O valor da pluralidade de ideias, tão caro à boa parte da sociedade francesa, também explica a longevidade de L’Humanité e ficou evidenciada, novamente, no início da última campanha de arrecadação para ajudar a sobrevivência da publicação, que gerou cerca de 1 milhão de euros apenas nos dois primeiros meses de 2019. Figuras públicas de diferentes áreas e políticos de todas os espectros ideológicos, inclusive da direita, manifestaram publicamente o apoio ao jornal, como  o deputado Aurélien Pradié, secretário geral dos conservadores Republicanos, que fez assinatura do jornal e conclamou outras pessoas a fazerem o mesmo – algo impensável em outros países.

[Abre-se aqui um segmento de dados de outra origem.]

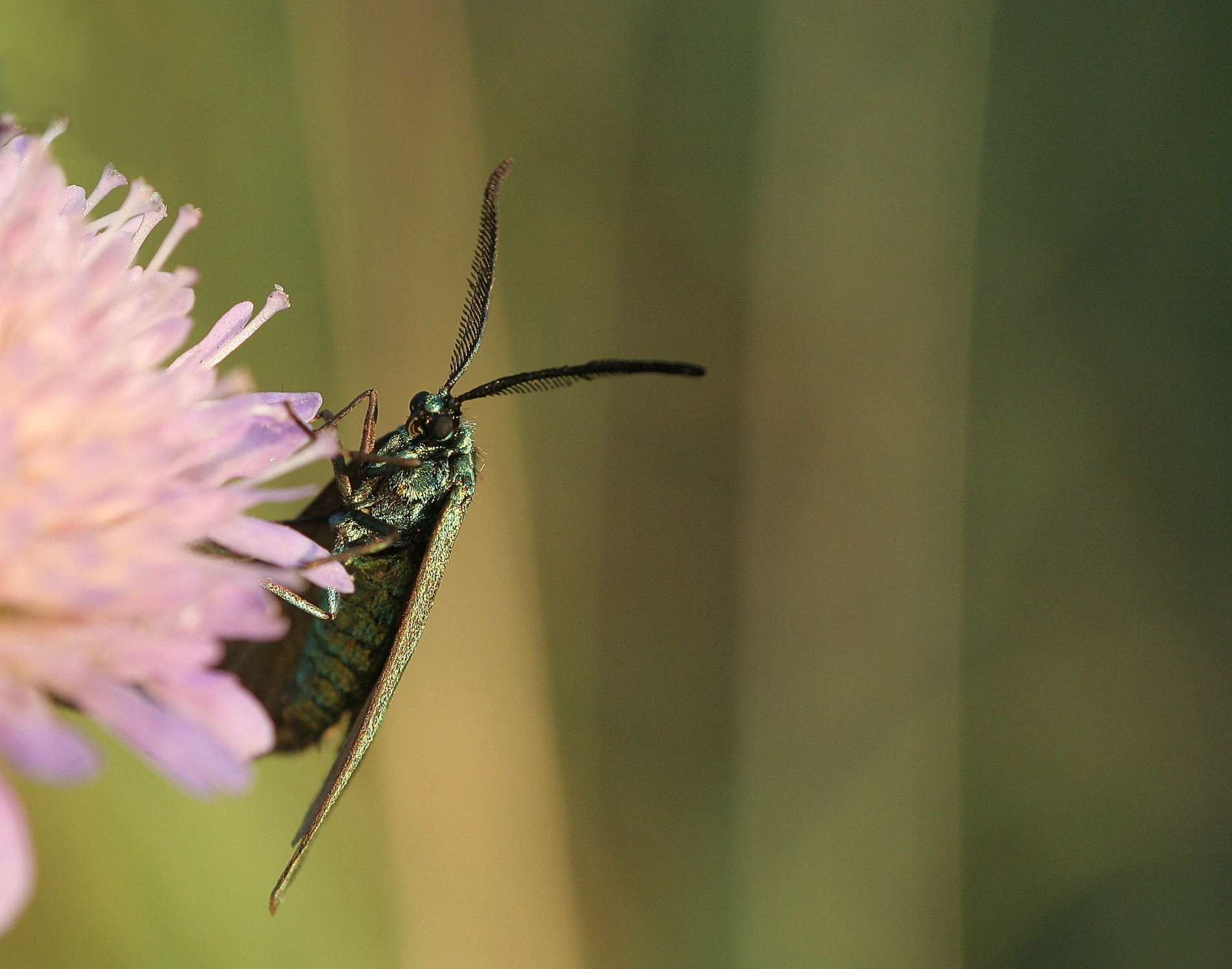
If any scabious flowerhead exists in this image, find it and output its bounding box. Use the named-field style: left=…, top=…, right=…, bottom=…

A LUTA CONTINUA NO PÓS-CORONAVÍRUS

Edição número 704 da revista semanal L’Humanité Dimanche, de 16 a 22 de abril de 2020

Atualmente, a circulação média da edição impressa no formato berliner – um pouco maior que o tabloide – atinge cerca de 40 mil exemplares. Além do diário e do site, a equipe é responsável pela revista semanal L’Humanité Dimanche e muitas outras publicações especiais e de debates. Na edição de dia 16 de abril, dois dias antes do aniversário do jornal, o diretor de redação, Patrick Le Hyaric, reafirmou, no editorial 116 anos: mais útil que nunca!, os compromissos históricos da publicação e sinalizou seus principais objetivos no atual cenário mundial:

Neste período excepcional, com uma crise de saúde que funciona como uma crise de sentido e quando uma feroz luta pelo futuro começa, nosso papel assume uma nova dimensão. É através da combinação de um trabalho jornalístico exigente e da preocupação constante pela reflexão que queremos fazer um trabalho útil. Verdade seja dita, não temos realmente uma escolha. O desastre está à espera e nos compele. O bem, a força de L’Humanité,  reside na comunidade daqueles que trabalham aqui, de seus leitores, de seus amigos, daqueles que colaboram conosco, de todos aqueles que desejam se comprometer a fazer surgir uma civilização melhor.

É a eles que nos dirigimos mais uma vez para que a L’Humanité possa viver, e com ela atuar nas lutas que nos são tão caras. Porque, de fato, é com “a realização da humanidade”como Jean Jaurès a proclamou , com o que chamamos de “objetivo comunista”, que trabalhamos ardentemente e apaixonadamente. É nesse sentido que abriremos nossas páginas nos próximos dias para pensadores e sindicalistas, líderes de associações, bem como escritores, artistas, trabalhadores informais e funcionários públicos para que eles estabeleçam sua visão para outro futuro.

Jean Jaurès, o criador do L’Humanité  Foto: Henri Manuel/Domínio Público/Wikimedia Commons

Essas contribuições vão esclarecer, enriquecer, alimentar debates, reflexões, ações para abrir caminhos para um novo futuro. Não queremos nos limitar ao ‘pós-coronavírus’, como somos comandados pelo poder, mas pensar nas maneiras e no projeto de ‘colocar o mundo no seu lugar’ , ajudando a fazer crescer os germes da emancipação que resistem, apesar de tudo, na nossa preciosa humanidade.”